The guided-missile destroyer USS Dewey entered the area “without permission from the Chinese government,” Foreign Ministry spokesman Lu Kang told reporters at a regular press briefing, adding that the ship had “trespassed in the waters near the relevant islands and reefs.”
“The relevant action taken by the US vessel undermines China’s sovereignty and security interests, and is very likely to cause unexpected sea and air accidents,” he said, urging Washington to stop “provocative actions.”
The USS Dewey sailed less than 12 nautical miles from Mischief Reef — part of the Spratly Islands — on Thursday, a US official said earlier, the first freedom of navigation operation under Trump.
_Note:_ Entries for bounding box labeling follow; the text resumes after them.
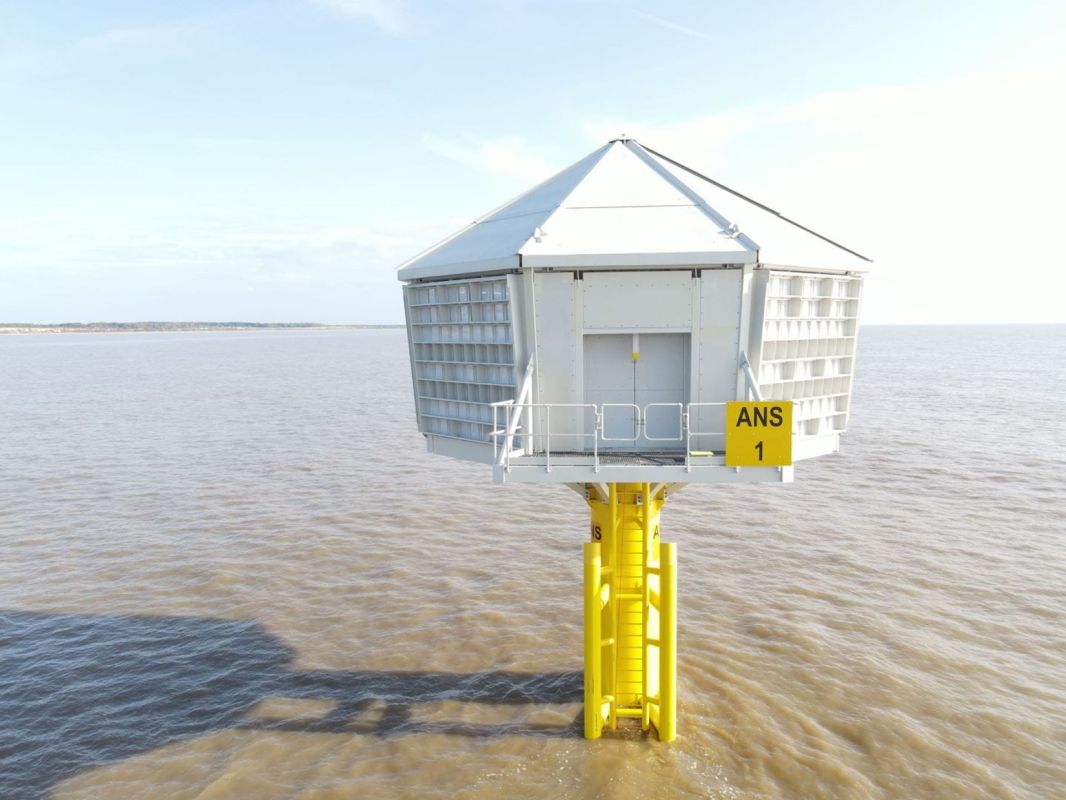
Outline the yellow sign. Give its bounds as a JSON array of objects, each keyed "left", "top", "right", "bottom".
[{"left": 726, "top": 400, "right": 792, "bottom": 466}]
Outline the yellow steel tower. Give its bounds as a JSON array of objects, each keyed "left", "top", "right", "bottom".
[
  {"left": 397, "top": 137, "right": 870, "bottom": 740},
  {"left": 584, "top": 483, "right": 677, "bottom": 741}
]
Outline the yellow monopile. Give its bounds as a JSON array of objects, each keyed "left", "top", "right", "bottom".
[{"left": 585, "top": 483, "right": 677, "bottom": 741}]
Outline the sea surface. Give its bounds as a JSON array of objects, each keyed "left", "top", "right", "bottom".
[{"left": 0, "top": 325, "right": 1066, "bottom": 800}]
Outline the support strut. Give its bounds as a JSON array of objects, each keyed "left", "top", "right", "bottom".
[{"left": 584, "top": 483, "right": 677, "bottom": 741}]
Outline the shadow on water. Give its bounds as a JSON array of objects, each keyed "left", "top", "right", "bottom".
[{"left": 0, "top": 611, "right": 582, "bottom": 799}]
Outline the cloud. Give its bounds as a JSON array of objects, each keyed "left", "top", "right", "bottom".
[
  {"left": 633, "top": 10, "right": 722, "bottom": 42},
  {"left": 584, "top": 68, "right": 1066, "bottom": 322},
  {"left": 310, "top": 0, "right": 418, "bottom": 36},
  {"left": 422, "top": 133, "right": 559, "bottom": 183}
]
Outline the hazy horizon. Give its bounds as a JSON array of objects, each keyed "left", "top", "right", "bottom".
[{"left": 0, "top": 0, "right": 1066, "bottom": 324}]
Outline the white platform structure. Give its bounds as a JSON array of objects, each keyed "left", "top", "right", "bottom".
[{"left": 399, "top": 139, "right": 870, "bottom": 491}]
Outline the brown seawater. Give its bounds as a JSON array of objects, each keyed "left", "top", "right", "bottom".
[{"left": 0, "top": 326, "right": 1066, "bottom": 800}]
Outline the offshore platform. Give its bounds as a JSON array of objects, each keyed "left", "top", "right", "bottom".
[{"left": 398, "top": 139, "right": 870, "bottom": 741}]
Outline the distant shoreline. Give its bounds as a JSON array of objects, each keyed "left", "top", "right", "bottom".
[{"left": 0, "top": 322, "right": 403, "bottom": 336}]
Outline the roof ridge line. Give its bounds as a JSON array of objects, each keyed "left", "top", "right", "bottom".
[
  {"left": 393, "top": 143, "right": 611, "bottom": 272},
  {"left": 626, "top": 139, "right": 761, "bottom": 257},
  {"left": 637, "top": 143, "right": 873, "bottom": 263},
  {"left": 517, "top": 141, "right": 614, "bottom": 256}
]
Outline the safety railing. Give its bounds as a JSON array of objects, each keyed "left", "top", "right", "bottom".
[
  {"left": 489, "top": 351, "right": 762, "bottom": 473},
  {"left": 490, "top": 400, "right": 726, "bottom": 473}
]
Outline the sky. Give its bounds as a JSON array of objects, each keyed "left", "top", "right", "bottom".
[{"left": 0, "top": 0, "right": 1066, "bottom": 323}]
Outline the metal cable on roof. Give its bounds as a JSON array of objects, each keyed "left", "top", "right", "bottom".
[{"left": 635, "top": 142, "right": 873, "bottom": 263}]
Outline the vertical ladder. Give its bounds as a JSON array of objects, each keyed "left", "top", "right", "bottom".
[{"left": 585, "top": 483, "right": 677, "bottom": 741}]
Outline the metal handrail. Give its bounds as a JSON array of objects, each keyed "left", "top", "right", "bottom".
[
  {"left": 600, "top": 403, "right": 644, "bottom": 442},
  {"left": 489, "top": 400, "right": 726, "bottom": 473},
  {"left": 641, "top": 403, "right": 684, "bottom": 442}
]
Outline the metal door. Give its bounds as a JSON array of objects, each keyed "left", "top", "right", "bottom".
[{"left": 584, "top": 333, "right": 689, "bottom": 450}]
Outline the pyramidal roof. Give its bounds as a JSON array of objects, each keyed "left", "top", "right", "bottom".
[{"left": 398, "top": 139, "right": 870, "bottom": 281}]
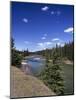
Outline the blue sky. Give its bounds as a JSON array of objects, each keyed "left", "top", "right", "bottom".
[{"left": 11, "top": 2, "right": 74, "bottom": 51}]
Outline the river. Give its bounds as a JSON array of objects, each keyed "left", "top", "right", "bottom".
[{"left": 21, "top": 56, "right": 74, "bottom": 95}]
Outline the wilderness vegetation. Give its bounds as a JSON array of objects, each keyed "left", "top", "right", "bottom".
[{"left": 11, "top": 38, "right": 74, "bottom": 95}]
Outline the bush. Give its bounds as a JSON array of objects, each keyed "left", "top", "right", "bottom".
[{"left": 11, "top": 50, "right": 23, "bottom": 67}]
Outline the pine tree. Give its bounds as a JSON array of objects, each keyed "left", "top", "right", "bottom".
[{"left": 41, "top": 48, "right": 64, "bottom": 95}]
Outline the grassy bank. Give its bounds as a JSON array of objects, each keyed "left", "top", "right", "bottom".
[{"left": 11, "top": 66, "right": 55, "bottom": 98}]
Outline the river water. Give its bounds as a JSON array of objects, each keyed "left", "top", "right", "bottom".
[{"left": 22, "top": 57, "right": 73, "bottom": 95}]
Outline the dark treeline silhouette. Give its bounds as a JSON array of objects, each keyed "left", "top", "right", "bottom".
[
  {"left": 11, "top": 38, "right": 29, "bottom": 68},
  {"left": 35, "top": 41, "right": 74, "bottom": 61}
]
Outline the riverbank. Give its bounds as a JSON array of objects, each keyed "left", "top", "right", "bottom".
[{"left": 10, "top": 66, "right": 55, "bottom": 98}]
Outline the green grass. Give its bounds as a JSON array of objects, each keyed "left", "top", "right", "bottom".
[{"left": 10, "top": 66, "right": 56, "bottom": 98}]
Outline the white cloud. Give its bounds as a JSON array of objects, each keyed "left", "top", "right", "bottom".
[
  {"left": 37, "top": 43, "right": 44, "bottom": 46},
  {"left": 56, "top": 11, "right": 61, "bottom": 15},
  {"left": 23, "top": 18, "right": 28, "bottom": 23},
  {"left": 51, "top": 11, "right": 55, "bottom": 15},
  {"left": 37, "top": 42, "right": 52, "bottom": 47},
  {"left": 52, "top": 38, "right": 60, "bottom": 41},
  {"left": 41, "top": 34, "right": 47, "bottom": 40},
  {"left": 57, "top": 42, "right": 64, "bottom": 47},
  {"left": 44, "top": 34, "right": 47, "bottom": 36},
  {"left": 24, "top": 41, "right": 30, "bottom": 44},
  {"left": 41, "top": 37, "right": 46, "bottom": 40},
  {"left": 41, "top": 6, "right": 49, "bottom": 11},
  {"left": 44, "top": 42, "right": 52, "bottom": 45},
  {"left": 64, "top": 27, "right": 73, "bottom": 33}
]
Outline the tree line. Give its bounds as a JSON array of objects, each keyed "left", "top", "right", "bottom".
[{"left": 35, "top": 41, "right": 74, "bottom": 61}]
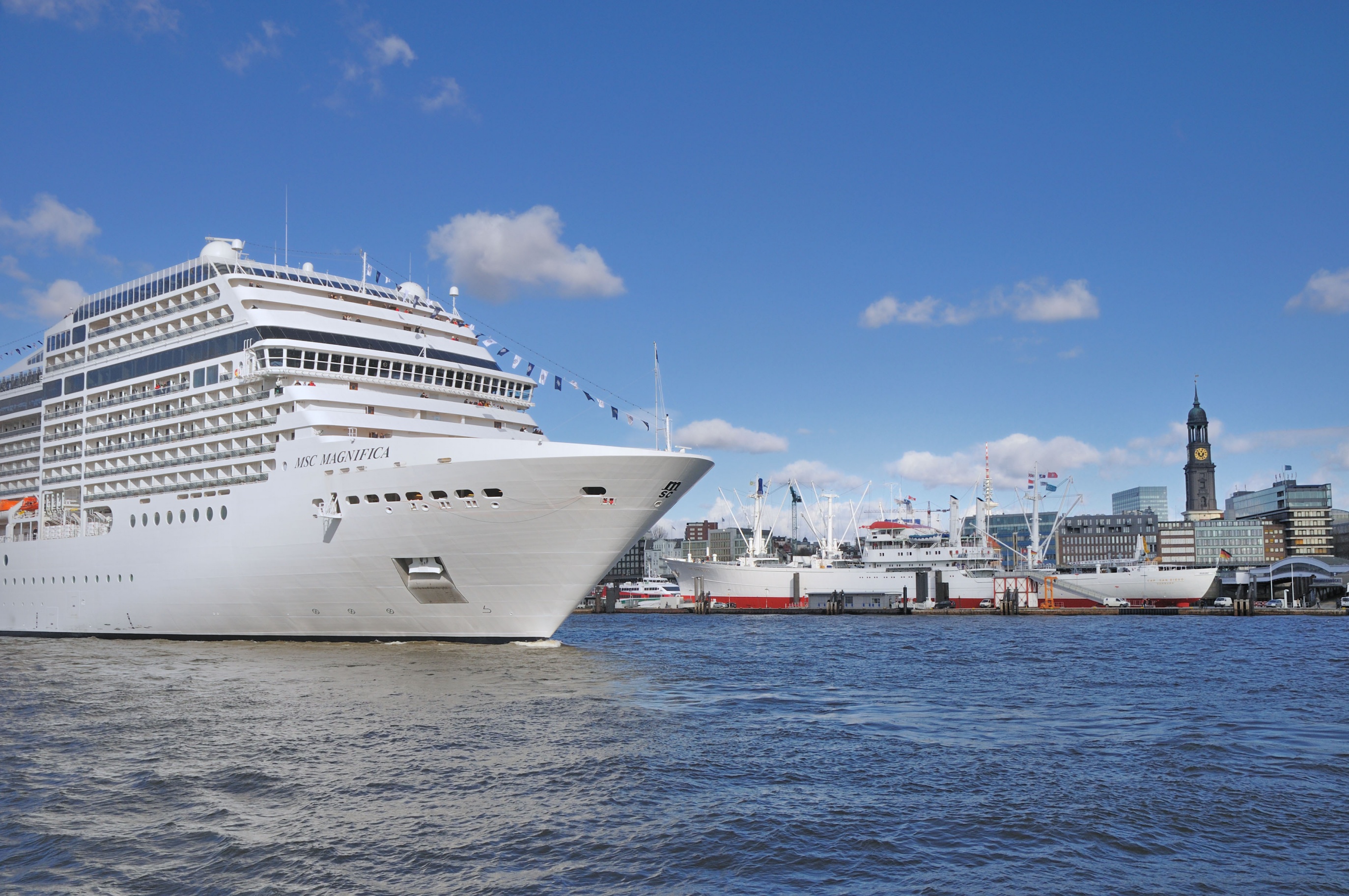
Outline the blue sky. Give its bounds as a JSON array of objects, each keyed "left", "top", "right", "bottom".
[{"left": 0, "top": 0, "right": 1349, "bottom": 529}]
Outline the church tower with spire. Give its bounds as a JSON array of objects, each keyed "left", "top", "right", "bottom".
[{"left": 1184, "top": 383, "right": 1222, "bottom": 520}]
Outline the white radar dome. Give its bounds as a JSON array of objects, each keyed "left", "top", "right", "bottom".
[
  {"left": 398, "top": 280, "right": 426, "bottom": 302},
  {"left": 201, "top": 237, "right": 244, "bottom": 262}
]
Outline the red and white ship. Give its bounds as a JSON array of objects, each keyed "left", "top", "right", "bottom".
[{"left": 667, "top": 469, "right": 1217, "bottom": 609}]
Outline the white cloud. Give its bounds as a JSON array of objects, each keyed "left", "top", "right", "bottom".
[
  {"left": 429, "top": 205, "right": 623, "bottom": 301},
  {"left": 0, "top": 193, "right": 103, "bottom": 248},
  {"left": 417, "top": 78, "right": 464, "bottom": 112},
  {"left": 336, "top": 22, "right": 417, "bottom": 95},
  {"left": 1009, "top": 280, "right": 1101, "bottom": 324},
  {"left": 673, "top": 419, "right": 787, "bottom": 455},
  {"left": 0, "top": 255, "right": 32, "bottom": 283},
  {"left": 885, "top": 433, "right": 1103, "bottom": 488},
  {"left": 1225, "top": 422, "right": 1349, "bottom": 455},
  {"left": 23, "top": 280, "right": 86, "bottom": 318},
  {"left": 772, "top": 460, "right": 863, "bottom": 488},
  {"left": 221, "top": 20, "right": 294, "bottom": 74},
  {"left": 858, "top": 296, "right": 980, "bottom": 329},
  {"left": 0, "top": 0, "right": 182, "bottom": 31},
  {"left": 1284, "top": 267, "right": 1349, "bottom": 314},
  {"left": 1326, "top": 441, "right": 1349, "bottom": 470},
  {"left": 858, "top": 280, "right": 1101, "bottom": 329}
]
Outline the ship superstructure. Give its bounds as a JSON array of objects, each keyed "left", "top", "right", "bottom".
[{"left": 0, "top": 239, "right": 711, "bottom": 640}]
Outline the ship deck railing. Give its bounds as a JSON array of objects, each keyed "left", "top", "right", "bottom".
[
  {"left": 84, "top": 472, "right": 267, "bottom": 502},
  {"left": 85, "top": 390, "right": 267, "bottom": 433},
  {"left": 89, "top": 293, "right": 220, "bottom": 341},
  {"left": 81, "top": 314, "right": 235, "bottom": 370},
  {"left": 83, "top": 443, "right": 277, "bottom": 482},
  {"left": 85, "top": 416, "right": 277, "bottom": 457}
]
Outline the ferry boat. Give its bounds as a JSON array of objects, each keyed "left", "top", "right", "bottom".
[
  {"left": 0, "top": 239, "right": 712, "bottom": 643},
  {"left": 665, "top": 474, "right": 1217, "bottom": 609},
  {"left": 614, "top": 579, "right": 692, "bottom": 610}
]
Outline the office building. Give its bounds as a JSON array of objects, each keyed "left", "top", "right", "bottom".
[
  {"left": 1056, "top": 510, "right": 1166, "bottom": 567},
  {"left": 1330, "top": 510, "right": 1349, "bottom": 560},
  {"left": 1157, "top": 520, "right": 1284, "bottom": 568},
  {"left": 1224, "top": 467, "right": 1334, "bottom": 558},
  {"left": 1110, "top": 486, "right": 1171, "bottom": 522}
]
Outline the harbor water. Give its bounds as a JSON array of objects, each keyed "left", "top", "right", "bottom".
[{"left": 0, "top": 616, "right": 1349, "bottom": 895}]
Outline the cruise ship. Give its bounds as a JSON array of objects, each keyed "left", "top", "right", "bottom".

The UN says nations can establish the breadth of their territorial sea up to a limit of 12 nautical miles.
China claims nearly all of the South China Sea, despite partial counter-claims from Taiwan and several southeast Asian nations including the Philippines, Brunei, Malaysia, and Vietnam.
It has rapidly built reefs into artificial islands capable of hosting military planes.
The US has challenged annexations of these islets and advocated for a diplomatic settlement to the disputes.
Speaking earlier in the day, Pentagon spokesman, Major Jamie Davis, said US forces operate in the South China Sea on a daily basis and will fly and sail “wherever international law” allows.
“We have a comprehensive Freedom of Navigation Operations program that seeks to challenge excessive maritime claims in order to preserve the rights, freedoms, and uses of the sea and airspace guaranteed to all nations under international law,” Davis said.
The exercises are “not about any one country, nor are they about making political statements,” he added.
Relations between Washington and Beijing had warmed in recent months, with Trump trading his once fierce rhetoric about the country for glowing compliments.
Since meeting with President Xi Jinping in April, Trump, who once accused China of “raping” the US, has praised its leader as a “good man,” saying it would be inappropriate to pressure Beijing while Washington is seeking its help with North Korea.
Thursday’s operation may be an indication that Trump’s patience is wearing thin.